But citing these two films just for their significance in film history does
not really do them justice for the artistic accomplishment that they
both are. Griffith imbued them both with his own personal sentiment
and feelings about life and the world we live in.

ABRAHAM LINCOLN's early life is told in brief anecdotes, including his
heartrendering courtship with Ann Rutledge, wonderfully played by
Una Merkel. When we get to the presidency and the civil war and finally
Lincoln's assasination, the story narrative goes into much more detail
and illustrates as much truth as myth, it looks like to me.

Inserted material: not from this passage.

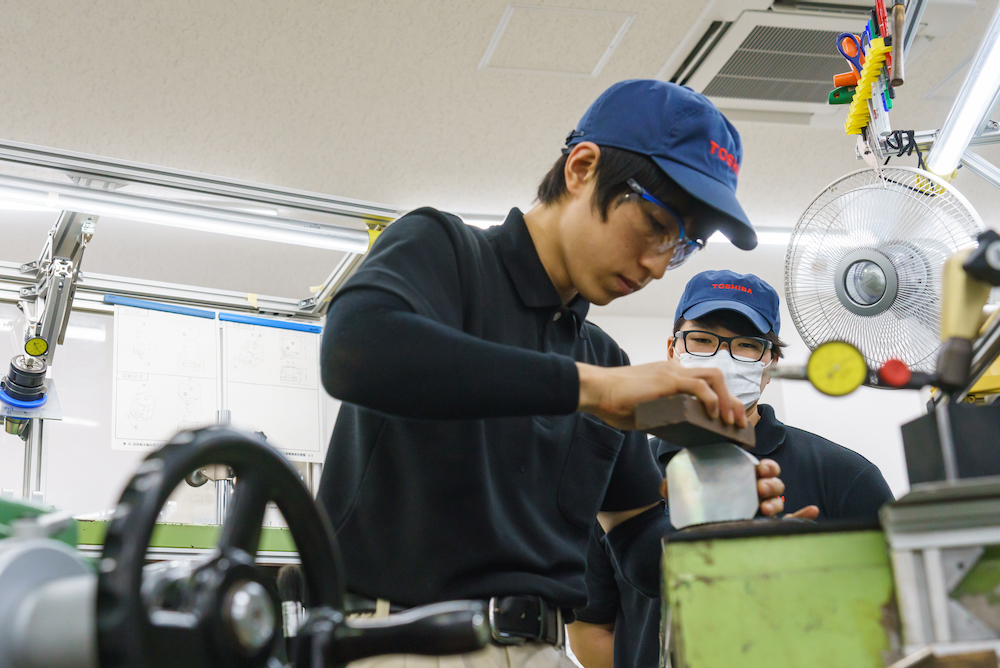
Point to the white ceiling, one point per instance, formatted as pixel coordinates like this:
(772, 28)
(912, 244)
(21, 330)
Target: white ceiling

Walter Huston does a really fine job as Lincoln and this edition of the film
includes scenes previously thought lost. Although the lost scenes do not
have any sound, subtitles serve the purpose of keeping the story moving
for the few minutes where sound is missing.

THE STRUGGLE is a story on a much smaller scale, about a newly wed man who at
first has no trouble staying away from alcohol but after a while comes to depend
on it for a little pick me up and even later his life pretty much centers
around drinking. But with the help of his loyal wife and child, Jimmy
seems to find a way out of his tragic downfall.

THE STRUGGLE is a sympathetic look at alcoholism and its effect on a family,
a society and the world, you might say. For someone who was almost renlentlessly
labeled old fashioned, Griffith demonstrates here that not only is his outlook
fairly non-judgemental if not redemptive, his film making style has by 1931
become a litle less stagey and more fluid.

Had Griffith continued to make movies it would have been instructive to
see what he'd have been doing in six or seven years. And how he'd have been doing it.

All that aside, I give this dual movie box set five stars. Not because the films wihin
are perfect examples of cinema, although I believe they are pretty darn good. But because they are the last segment of one of the great legacies left to us by the first giant of film history.